Now, first of all, the concept of cutting off (and eating) mermaid tails is wildly arresting. I was initially rather shocked, and then thought, "Wow, the French sure are open-minded!" But the whole thing - drawings and all - was weird: who was the guy in the superhero suit, and the skinny guy with the tall head and beak-like lips? And why are these kids flying around in a spaceship with a pirate guy? My French simply wasn't good enough to get my head round it.
But I also couldn't forget it.
Then one day I was in my local comic book store and there it was: a little comic called Sardine in Outer Space, by Emmanuel Guibert and Joanne Sfar. I couldn't believe my eyes: a whole book of that gross humor, drawn in hilarious style? I had to get it, and then I got the skinny: Sardine, a girl (or little witch?) whose black cat rides around on her hat, and her friend Little Louie, travel around space with Sardine's uncle, Captain Yellowshoulder (known as such, apparently, because of his ubiquitous shoulder-riding parrot), committing deeds of derring-do (and sometimes deeds of pure annoyingness) against the stupid President of the Universe, Supermuscleman (known by the same name in French) and his evil genius advisor/superior Doc Krok. The stories are unique, individually and as a collection. My daughters love them, particularly the younger, who likes funny stories with occasional gross jokes about badly-behaved people - and particularly if they are drawn as wildly as these.

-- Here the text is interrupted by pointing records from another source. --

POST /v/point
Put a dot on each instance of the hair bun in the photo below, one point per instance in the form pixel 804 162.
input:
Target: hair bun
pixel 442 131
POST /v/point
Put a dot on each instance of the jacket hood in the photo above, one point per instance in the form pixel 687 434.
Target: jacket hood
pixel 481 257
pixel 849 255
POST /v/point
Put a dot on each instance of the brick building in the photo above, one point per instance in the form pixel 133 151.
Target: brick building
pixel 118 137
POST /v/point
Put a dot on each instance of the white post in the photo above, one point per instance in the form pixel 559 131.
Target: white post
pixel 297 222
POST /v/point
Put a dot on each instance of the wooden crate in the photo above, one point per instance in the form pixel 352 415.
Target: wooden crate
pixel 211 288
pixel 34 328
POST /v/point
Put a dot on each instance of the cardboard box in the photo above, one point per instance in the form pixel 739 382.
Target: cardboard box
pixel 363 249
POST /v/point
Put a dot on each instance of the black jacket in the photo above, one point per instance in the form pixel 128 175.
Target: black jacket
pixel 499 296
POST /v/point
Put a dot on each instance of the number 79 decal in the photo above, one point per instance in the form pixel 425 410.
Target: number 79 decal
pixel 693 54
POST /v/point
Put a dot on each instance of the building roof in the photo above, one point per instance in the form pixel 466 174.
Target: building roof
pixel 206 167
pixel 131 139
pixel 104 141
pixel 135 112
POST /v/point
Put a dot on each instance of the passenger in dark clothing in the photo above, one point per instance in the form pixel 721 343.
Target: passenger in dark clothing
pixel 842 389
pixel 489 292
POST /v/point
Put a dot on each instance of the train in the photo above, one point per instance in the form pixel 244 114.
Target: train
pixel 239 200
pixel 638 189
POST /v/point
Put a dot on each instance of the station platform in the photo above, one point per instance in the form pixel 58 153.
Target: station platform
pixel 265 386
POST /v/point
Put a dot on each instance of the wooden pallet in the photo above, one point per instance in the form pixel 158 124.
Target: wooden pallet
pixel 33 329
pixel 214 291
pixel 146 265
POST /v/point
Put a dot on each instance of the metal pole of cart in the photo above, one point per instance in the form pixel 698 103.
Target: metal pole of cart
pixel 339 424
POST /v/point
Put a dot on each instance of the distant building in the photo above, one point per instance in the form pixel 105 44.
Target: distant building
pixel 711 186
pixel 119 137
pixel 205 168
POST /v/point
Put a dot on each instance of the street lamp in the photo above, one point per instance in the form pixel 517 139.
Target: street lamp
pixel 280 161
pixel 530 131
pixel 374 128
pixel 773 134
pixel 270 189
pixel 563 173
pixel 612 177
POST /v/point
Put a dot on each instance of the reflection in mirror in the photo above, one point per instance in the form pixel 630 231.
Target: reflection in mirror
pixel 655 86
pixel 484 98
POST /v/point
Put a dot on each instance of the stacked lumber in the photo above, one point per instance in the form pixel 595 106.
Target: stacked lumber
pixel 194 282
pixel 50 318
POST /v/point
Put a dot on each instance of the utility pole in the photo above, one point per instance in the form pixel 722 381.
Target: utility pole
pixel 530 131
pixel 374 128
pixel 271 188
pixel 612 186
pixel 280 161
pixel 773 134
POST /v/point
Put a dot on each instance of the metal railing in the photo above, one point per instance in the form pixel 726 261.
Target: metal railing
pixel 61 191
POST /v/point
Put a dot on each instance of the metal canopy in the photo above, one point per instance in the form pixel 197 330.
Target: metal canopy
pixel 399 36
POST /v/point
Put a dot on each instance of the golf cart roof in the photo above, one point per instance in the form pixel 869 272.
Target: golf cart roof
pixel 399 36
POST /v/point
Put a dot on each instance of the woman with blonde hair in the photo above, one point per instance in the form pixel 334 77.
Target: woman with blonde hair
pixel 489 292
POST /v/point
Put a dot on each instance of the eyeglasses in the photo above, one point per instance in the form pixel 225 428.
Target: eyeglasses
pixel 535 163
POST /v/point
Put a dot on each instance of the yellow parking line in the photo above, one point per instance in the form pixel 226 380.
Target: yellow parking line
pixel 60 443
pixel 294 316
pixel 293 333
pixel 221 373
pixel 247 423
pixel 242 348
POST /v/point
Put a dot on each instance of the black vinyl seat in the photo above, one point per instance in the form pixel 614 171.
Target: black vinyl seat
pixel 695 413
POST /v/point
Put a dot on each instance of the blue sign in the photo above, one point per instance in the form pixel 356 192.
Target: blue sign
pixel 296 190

Sfar has gained some fame in the U.S. with The Rabbi's Cat, which won an Eisner Award and has gotten excellent reviews. He also did the Donjon (Dungeon) series with Louis Trondheim, another of my favorite (very irreverent) comic people. Sfar's Klezmer: Tales of the Wild East sounds pretty fun, and The Professor's Daughter seems intriguing. I have to admit, though: I haven't personally read any of his adult stuff yet.
I did just get Little Vampire, which includes three stories about a, well, little vampire, the son of the man from the Flying Dutchman and his suicide bride. He lives in a haunted house with his horrific-looking but kindly father and his beautiful, but blue, mother, with a small red demon-like dog and a host of yucky monsters. When he makes friends with a human boy, these create some minor obstacles, being initially daunting for the boy; but the boy soon gets used to it. The stories are, in true Sfar style, truly unusual, though they have more structure and a little more empathy than the unapologetically bad-mannered Sardine books.
I really, really like them. Sfar has an unerring eye for what it's like to be a kid, and a certainty about a child's understanding of its place in the world: he understands the simple irritants of kids trying to deal with stupid adults, and finding ways to mess with their boring desire to control things; at the same time he knows that adults are not always bad, and that being a kid can be difficult and confusing. If his adult stuff is this spot on, I'm in.